Zero Cities Project

The Zero Cities Project was developed in 2017 as a project to help cities develop actionable and equitable roadmaps and strategies to achieve a zero net carbon building sector by 2050. Through the Zero Cities Project, eleven leading cities explored cutting edge advancements in community partnership and high-performance buildings. The project will conclude in 2020, and this page will be updated with additional resources, case studies and videos featuring the work of cities and their community partners throughout the fall and summer of 2020.

To ensure the solutions identified through this project were actionable, Zero Cities Project partners provided a combination of technical analysis of potential strategies and metrics, community-based planning to ensure solutions advance equity and community priorities, and communications assistance to help build community support for strategies.

 Project Partners

The Zero Cities Project was supported by many local and national partners that worked to advance the project’s goals across the country.

National Partners

  • Architecture 2030
  • Movement Strategy Center
  • New Buildings Institute
  • Race Forward
  • Resource Media
  • Urban Sustainability Directors Network

Local Teams

  • City of Boston
  • City of Boulder
  • City of Cambridge
  • City of Grand Rapids and Urban Core Collective (UCC)
  • City of Minneapolis and the Center for Energy Earth and Democracy (CEED)
  • New York City
  • City of Phoenix
  • City of Portland and Verde
  • City of San Francisco, Emerald Cities, and PODER
  • Washington D.C. and Empower
  • City of Seattle and a working group of neighborhood and community partners

National Tools

The Zero Cities Project developed a suite of local and national resources including:

Equity Assessment Tool 

The Equity Assessment Tool which outlines different metrics and approaches to examining the connection of racial equity and the built environment.
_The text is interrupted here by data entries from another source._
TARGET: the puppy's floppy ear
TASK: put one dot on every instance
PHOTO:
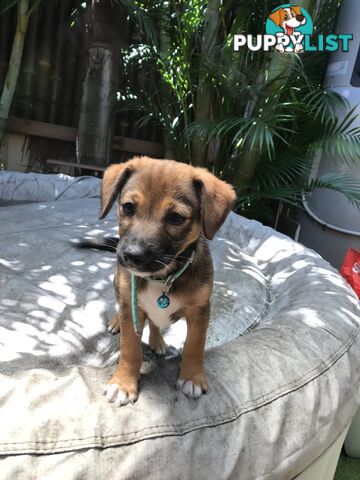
(113, 181)
(217, 198)
(296, 9)
(276, 16)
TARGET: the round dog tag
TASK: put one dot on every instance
(163, 301)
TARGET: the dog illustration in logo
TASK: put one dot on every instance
(289, 19)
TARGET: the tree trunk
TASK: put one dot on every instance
(203, 96)
(96, 121)
(12, 74)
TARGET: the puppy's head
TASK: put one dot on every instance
(163, 207)
(288, 18)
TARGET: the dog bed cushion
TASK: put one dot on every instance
(283, 356)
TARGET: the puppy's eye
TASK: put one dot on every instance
(128, 209)
(175, 218)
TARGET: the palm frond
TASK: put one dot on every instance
(340, 182)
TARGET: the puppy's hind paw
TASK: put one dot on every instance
(114, 394)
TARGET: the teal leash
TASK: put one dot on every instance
(163, 301)
(134, 306)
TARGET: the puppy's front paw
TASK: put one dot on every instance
(114, 325)
(193, 387)
(120, 394)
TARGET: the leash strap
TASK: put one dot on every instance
(167, 285)
(134, 306)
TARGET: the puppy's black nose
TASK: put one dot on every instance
(134, 254)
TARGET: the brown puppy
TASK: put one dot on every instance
(165, 209)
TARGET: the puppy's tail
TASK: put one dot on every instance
(106, 243)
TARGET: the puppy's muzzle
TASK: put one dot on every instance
(139, 255)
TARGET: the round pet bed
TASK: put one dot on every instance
(283, 358)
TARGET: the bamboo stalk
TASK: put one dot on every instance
(14, 64)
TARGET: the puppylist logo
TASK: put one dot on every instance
(289, 29)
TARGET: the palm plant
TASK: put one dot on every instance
(255, 118)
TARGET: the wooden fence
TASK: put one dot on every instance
(52, 73)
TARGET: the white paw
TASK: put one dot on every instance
(189, 388)
(114, 394)
(113, 328)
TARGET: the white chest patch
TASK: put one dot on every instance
(148, 302)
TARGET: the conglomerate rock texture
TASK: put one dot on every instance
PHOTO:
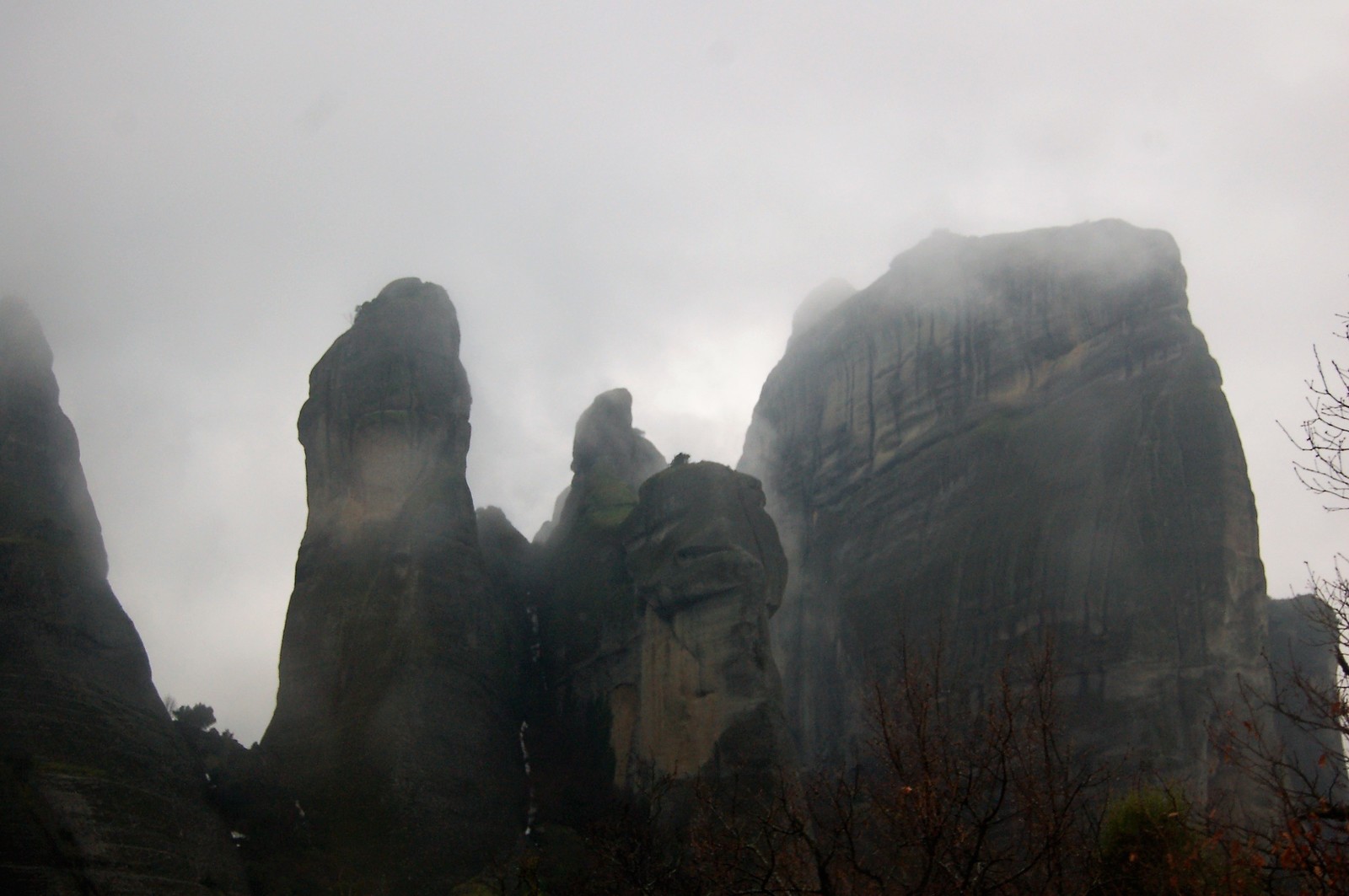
(98, 792)
(1305, 639)
(1008, 442)
(706, 561)
(395, 714)
(653, 624)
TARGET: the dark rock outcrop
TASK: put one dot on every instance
(395, 718)
(1008, 442)
(98, 794)
(1303, 641)
(707, 564)
(654, 626)
(611, 459)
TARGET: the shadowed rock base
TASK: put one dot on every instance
(98, 794)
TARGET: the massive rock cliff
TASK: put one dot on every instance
(1305, 639)
(1007, 442)
(98, 794)
(653, 622)
(395, 716)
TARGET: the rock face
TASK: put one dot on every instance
(98, 794)
(1303, 640)
(395, 718)
(707, 564)
(654, 622)
(1009, 440)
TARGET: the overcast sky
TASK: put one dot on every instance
(196, 196)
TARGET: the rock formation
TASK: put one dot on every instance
(654, 622)
(1305, 639)
(1008, 442)
(395, 716)
(707, 564)
(98, 794)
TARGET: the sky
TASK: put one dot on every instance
(196, 197)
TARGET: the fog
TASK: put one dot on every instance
(197, 196)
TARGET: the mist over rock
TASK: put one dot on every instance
(1303, 647)
(610, 456)
(98, 794)
(395, 718)
(653, 624)
(706, 561)
(1011, 440)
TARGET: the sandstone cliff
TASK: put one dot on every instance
(98, 794)
(395, 716)
(1005, 442)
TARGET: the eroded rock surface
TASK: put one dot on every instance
(395, 716)
(98, 794)
(654, 628)
(1007, 440)
(707, 563)
(1305, 639)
The tool also provides guidance for cities to engage closely with community-based organizations in developing building policy. The Equity Assessment Tool is meant to be used in partnership with local communities. An addendum to the tool examining how COVID-19 impacts some of the metrics introduced in the tool will be available later in the summer. 


Ecosystem maps

Ecosystem maps were developed for each city to help identify the network of neighborhood and community organizations working on related or adjacent topics. This work was used to pair cities with anchor community partners who helped them implement localized workplans. Many of these collaborations are ongoing and will continue after the life of the project. These partnerships are listed in the local teams section above.

Building Stock Assessments

Building stock assessments were completed for each city assessing the use type, floor area, energy consumption, and emissions by fuel (e.g. electricity and natural gas) of each building in the city, and projecting what each city’s building stock might look like in 2050. These models helped the cities understand the energy and emissions characteristics of their building stock to better develop and prioritize decarbonization policies. A guide for how other jurisdictions can conduct similar building stock assessments is available on Architecture 2030’s Achieving Zero website.

View Data and Analysis                 View Building Stock Guide

Building Energy Codes Guidance

The project developed building energy codes guidance for 20% and 40% Stretch Codes, which cities can adopt at a local level or encourage adoption at the state level. The project also developed a codes roadmap to help plan pathways to net-zero energy. This work was used as the basis for several proposals in the 2021 IECC.

View Guidance for Stretch Codes                View Net-Zero Energy Roadmap

Building Intervention Points

Architecture 2030’s Achieving Zero website outlines a framework and provides tools for zero- carbon policy development for new construction, embodied carbon, and the existing buildings intervention points. For new construction, the framework focuses on the ZERO Code, which has recently been incorporated into the 2021 IECC Zero Code Renewable Energy Appendix. For existing buildings, Zero Cities Project work focused on identifying crucial intervention points for large and small buildings to make upgrades. The Achieving Zero website is being continually updated with new findings, research, tools, and policy precedents.